Il secondo comma dell'articolo in esame prevede poi per la prima volta il reato di 'doping' a danno di animali, reato di pericolo essendo ritenuta la condotta pericolosa di per sé, e per cui si prescinde dal concetto di necessità o di crudeltà, orientato a reprimere le competizioni con animali legati alla zoomafia ed alle scommesse clandestine, i primi effetti di queste disposizioni si sono avuti in casi di detenzione illecita di uccelli dopati per esaltarne le doti canore.
Per quanto riguarda l'elemento soggettivo dell'art 544 ter nelle sue varie disposizioni, sono escluse le forme colpose di negligenza, imprudenza e imperizia, ma è ammesso il dolo generico. Al di là della crudeltà (dolo specifico), analogamente al reato di uccisione di animali, il secondo requisito soggettivo è alternativo, ovvero la mancanza di necessità, che non è ad esso assimilabile, in quanto il suo dato normativo è la coscienza e volontà delle azioni (dolo generico) in assenza di giustificati motivi, e perciò nelle condotte omissive è sufficiente la coscienza che le omissioni causano gravi sofferenze agli animali, e l' accettazione di esse.
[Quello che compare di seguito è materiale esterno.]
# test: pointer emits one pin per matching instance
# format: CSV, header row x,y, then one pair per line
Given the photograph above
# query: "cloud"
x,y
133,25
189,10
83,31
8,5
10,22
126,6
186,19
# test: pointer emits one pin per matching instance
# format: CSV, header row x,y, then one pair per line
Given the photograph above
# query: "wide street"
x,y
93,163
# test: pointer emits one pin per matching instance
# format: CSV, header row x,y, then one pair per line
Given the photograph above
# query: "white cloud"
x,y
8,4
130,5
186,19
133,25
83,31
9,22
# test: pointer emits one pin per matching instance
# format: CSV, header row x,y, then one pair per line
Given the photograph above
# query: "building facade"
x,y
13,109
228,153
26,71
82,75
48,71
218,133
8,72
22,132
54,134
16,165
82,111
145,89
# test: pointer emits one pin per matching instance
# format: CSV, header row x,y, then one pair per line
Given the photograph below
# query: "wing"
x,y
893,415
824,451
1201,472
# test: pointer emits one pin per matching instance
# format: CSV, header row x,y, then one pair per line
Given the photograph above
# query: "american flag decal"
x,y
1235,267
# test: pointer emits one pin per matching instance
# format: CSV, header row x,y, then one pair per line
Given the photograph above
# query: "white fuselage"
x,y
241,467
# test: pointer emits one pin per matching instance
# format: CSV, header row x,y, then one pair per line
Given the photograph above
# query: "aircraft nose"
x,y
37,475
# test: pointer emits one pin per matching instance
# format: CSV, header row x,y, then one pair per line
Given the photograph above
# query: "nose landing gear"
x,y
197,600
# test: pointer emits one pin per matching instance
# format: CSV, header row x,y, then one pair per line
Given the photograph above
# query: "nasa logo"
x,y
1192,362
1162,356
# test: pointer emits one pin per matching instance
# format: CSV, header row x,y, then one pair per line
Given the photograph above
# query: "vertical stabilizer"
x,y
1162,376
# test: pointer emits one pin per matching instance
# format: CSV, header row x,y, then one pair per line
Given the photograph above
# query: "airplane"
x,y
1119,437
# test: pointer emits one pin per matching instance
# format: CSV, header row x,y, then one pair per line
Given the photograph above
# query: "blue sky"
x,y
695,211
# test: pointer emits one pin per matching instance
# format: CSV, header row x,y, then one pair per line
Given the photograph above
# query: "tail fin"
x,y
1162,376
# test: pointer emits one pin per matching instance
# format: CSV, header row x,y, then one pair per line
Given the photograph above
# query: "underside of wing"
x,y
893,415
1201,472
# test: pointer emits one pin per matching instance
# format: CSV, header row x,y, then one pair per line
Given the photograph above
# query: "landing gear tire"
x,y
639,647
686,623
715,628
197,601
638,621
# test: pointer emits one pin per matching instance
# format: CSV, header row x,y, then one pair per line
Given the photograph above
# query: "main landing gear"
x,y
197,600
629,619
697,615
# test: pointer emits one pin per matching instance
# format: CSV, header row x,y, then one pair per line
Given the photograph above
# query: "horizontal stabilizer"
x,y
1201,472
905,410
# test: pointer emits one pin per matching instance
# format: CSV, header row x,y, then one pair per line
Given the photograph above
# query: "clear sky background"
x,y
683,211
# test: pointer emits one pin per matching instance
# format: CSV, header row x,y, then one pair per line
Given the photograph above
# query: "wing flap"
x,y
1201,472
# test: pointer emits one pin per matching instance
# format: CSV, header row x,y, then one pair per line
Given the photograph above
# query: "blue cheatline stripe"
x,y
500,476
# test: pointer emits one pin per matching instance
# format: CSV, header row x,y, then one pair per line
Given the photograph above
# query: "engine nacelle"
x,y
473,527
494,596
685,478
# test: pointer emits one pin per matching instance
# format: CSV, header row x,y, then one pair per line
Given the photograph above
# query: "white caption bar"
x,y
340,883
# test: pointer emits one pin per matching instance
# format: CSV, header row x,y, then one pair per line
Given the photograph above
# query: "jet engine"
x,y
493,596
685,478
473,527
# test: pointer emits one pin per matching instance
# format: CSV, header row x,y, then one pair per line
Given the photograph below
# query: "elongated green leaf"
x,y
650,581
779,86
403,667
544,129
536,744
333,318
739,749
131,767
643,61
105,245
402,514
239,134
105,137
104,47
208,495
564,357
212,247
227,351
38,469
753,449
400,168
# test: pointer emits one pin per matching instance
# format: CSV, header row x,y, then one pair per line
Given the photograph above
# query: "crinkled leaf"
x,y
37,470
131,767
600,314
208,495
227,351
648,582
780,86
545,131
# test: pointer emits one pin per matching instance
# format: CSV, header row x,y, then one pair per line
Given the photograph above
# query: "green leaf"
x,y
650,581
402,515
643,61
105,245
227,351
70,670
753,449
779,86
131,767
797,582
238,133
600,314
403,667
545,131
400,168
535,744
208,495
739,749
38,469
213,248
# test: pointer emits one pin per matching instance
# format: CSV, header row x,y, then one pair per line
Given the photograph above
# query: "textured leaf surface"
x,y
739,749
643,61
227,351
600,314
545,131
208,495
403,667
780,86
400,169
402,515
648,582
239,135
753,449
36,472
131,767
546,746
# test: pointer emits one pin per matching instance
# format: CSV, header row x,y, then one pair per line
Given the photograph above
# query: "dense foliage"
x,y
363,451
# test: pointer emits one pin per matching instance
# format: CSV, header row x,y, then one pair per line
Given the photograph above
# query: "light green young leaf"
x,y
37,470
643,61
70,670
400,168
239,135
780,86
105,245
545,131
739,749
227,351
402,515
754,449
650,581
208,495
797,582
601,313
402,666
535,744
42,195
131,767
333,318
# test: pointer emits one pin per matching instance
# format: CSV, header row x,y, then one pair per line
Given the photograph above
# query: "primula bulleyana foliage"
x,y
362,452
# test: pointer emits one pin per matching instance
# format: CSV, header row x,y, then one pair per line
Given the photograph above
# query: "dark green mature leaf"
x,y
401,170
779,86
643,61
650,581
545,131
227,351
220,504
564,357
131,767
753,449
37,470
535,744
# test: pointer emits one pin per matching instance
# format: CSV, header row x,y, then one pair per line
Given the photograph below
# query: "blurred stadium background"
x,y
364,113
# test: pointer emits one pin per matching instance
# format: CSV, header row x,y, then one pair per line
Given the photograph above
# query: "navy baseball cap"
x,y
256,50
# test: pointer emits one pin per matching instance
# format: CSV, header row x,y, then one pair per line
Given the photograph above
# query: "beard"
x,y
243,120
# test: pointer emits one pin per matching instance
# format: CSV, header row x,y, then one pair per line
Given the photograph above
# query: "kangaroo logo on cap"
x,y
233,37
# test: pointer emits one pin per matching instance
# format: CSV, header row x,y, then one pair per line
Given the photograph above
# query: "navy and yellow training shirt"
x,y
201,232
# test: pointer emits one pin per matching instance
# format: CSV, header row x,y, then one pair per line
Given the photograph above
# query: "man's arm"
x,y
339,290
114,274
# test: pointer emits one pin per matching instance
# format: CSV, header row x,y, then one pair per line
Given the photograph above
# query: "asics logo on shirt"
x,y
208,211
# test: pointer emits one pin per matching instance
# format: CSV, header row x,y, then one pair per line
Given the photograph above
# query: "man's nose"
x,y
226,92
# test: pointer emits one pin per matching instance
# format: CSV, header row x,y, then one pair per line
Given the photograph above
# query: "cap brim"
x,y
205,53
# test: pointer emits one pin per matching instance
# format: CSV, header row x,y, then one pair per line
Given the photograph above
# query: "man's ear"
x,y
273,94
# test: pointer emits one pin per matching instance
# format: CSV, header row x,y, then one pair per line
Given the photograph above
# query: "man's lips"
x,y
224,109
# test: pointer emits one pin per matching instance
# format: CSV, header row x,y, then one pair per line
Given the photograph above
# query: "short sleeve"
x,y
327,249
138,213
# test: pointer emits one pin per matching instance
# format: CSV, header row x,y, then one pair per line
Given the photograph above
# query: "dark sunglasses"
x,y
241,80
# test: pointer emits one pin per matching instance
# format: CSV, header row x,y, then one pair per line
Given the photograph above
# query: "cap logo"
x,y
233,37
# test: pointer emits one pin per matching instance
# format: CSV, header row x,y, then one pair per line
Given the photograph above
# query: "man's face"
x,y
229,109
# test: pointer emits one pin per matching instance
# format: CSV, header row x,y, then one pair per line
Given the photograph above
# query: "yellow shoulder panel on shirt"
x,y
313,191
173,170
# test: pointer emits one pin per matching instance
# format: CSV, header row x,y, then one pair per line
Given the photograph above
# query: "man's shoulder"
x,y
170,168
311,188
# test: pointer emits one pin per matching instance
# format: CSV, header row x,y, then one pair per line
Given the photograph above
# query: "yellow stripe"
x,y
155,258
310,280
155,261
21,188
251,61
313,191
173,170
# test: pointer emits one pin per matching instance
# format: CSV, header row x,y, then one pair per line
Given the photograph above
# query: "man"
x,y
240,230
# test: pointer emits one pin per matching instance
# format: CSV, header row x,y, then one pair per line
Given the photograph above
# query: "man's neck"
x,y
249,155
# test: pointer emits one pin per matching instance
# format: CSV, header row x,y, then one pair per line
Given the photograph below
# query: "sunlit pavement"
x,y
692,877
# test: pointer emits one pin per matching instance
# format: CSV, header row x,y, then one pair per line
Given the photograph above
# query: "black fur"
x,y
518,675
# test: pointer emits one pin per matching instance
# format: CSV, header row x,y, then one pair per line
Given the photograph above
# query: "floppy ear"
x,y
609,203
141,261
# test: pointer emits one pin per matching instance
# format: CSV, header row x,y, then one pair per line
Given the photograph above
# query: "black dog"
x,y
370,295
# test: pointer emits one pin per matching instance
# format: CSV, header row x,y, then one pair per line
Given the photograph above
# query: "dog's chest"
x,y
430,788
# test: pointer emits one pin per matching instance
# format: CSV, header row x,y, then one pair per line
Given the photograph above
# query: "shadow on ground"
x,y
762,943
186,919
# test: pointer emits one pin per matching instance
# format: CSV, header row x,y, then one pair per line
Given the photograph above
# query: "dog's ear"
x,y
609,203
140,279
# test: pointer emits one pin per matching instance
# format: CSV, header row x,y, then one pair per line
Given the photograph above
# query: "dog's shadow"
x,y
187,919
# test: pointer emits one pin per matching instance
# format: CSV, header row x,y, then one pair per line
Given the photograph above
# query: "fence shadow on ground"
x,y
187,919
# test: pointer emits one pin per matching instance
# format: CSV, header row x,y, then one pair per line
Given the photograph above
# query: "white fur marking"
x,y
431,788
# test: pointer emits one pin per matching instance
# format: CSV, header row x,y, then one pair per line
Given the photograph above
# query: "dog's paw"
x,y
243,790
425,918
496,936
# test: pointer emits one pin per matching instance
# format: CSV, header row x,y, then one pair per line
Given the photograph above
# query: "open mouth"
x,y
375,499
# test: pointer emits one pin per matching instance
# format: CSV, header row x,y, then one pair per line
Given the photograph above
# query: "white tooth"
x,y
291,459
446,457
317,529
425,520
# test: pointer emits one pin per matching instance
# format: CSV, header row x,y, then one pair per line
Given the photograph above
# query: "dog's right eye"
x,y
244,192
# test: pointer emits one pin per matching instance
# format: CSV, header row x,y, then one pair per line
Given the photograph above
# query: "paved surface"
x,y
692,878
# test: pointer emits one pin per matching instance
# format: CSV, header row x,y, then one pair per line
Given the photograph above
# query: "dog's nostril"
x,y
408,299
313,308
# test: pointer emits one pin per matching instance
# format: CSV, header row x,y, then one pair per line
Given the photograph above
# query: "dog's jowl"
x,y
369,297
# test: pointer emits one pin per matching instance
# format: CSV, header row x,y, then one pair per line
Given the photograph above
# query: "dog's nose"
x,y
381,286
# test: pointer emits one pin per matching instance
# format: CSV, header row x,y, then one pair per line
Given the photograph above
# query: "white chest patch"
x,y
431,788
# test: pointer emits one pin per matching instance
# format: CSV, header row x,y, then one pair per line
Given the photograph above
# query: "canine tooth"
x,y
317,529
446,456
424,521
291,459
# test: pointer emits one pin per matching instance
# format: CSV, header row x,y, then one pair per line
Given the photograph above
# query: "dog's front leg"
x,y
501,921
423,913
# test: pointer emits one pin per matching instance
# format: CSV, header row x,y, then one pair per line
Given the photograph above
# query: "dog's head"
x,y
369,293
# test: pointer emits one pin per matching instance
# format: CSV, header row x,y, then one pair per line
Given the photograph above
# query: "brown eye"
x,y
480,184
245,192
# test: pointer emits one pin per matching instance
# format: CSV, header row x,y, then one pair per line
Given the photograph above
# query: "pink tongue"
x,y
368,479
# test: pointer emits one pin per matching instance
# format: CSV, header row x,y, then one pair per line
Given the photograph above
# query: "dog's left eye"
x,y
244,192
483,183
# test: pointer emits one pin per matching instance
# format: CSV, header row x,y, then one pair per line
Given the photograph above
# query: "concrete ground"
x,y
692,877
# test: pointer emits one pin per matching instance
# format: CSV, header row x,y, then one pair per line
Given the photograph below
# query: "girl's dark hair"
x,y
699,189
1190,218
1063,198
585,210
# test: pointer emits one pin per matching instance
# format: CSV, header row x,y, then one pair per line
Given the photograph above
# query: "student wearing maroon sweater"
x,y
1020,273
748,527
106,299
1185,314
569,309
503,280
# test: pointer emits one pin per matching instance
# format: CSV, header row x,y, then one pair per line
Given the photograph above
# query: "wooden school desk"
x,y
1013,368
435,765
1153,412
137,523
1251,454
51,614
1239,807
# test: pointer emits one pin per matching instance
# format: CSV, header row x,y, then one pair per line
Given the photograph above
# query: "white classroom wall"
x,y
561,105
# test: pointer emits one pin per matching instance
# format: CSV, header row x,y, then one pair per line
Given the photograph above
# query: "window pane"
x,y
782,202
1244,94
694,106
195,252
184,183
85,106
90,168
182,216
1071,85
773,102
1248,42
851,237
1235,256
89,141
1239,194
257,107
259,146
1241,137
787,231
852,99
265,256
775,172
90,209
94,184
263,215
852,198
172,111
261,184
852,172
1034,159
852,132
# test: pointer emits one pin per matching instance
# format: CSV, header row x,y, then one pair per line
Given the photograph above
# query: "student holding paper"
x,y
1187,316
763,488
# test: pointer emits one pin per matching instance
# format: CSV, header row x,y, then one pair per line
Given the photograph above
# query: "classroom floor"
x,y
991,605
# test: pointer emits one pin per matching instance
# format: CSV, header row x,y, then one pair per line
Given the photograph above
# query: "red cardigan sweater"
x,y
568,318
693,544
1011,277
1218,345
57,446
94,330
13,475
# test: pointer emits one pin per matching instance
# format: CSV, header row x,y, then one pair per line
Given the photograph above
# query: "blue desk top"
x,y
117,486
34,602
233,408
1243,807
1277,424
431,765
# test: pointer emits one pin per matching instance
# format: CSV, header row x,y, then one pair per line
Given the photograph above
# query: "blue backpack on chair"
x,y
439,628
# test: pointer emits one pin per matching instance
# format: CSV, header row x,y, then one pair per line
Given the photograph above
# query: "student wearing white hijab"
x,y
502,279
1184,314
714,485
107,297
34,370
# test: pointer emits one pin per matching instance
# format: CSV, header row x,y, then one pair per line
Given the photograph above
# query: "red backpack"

Il terzo comma dell'art. 544 ter prevede una circostanza aggravante a effetto speciale, che porta ad un aumento fisso della metà della pena, che si concreta nell'ipotesi in cui dalle condotte di cui al I comma derivi la morte dell'animale. Tale aggravante sussiste solo se la morte dell'animale è conseguenza non voluta del maltrattamento, e della quale l'agente neppure ha accettato il rischio, in caso contrario, evidentemente, si configurerebbe il reato più grave di uccisione di animali ex art 544 bis.
In tema di maltrattamento di animali vale la pena segnalare una rilevante pronuncia della Cassazione Penale in materia di utilizzo di collari antiabbaio elettrici, terreno assai controverso, statuendo un chiaro e significativo principio in materia di tutela di animali, ovvero che il collare antiabbaio elettrico provoca inutili sofferenze ai cani, e dunque costituisce reato ed a tal fine è legittimo il sequestro in via preventiva di tali strumenti per evitare il protrarsi di tale inutile e dunque illegittima sofferenza, ed ancora, non è scriminabile la sofferenza dell'animale quando si tratti soltanto della convenienza ed opportunità di reprimere comportamenti eventualmente molesti dell'animale che possano trovare adeguata correzione in trattamenti educativi etologicamente informati e quindi privi di ogni forma di violenza o accanimento.
La ratio del Legislatore è la tutela di qualsiasi animale (domestico, da allevamento, selvatico o addomesticato) contro atti di crudeltà o non necessari che ne provochino sofferenza, lesioni o addirittura la morte.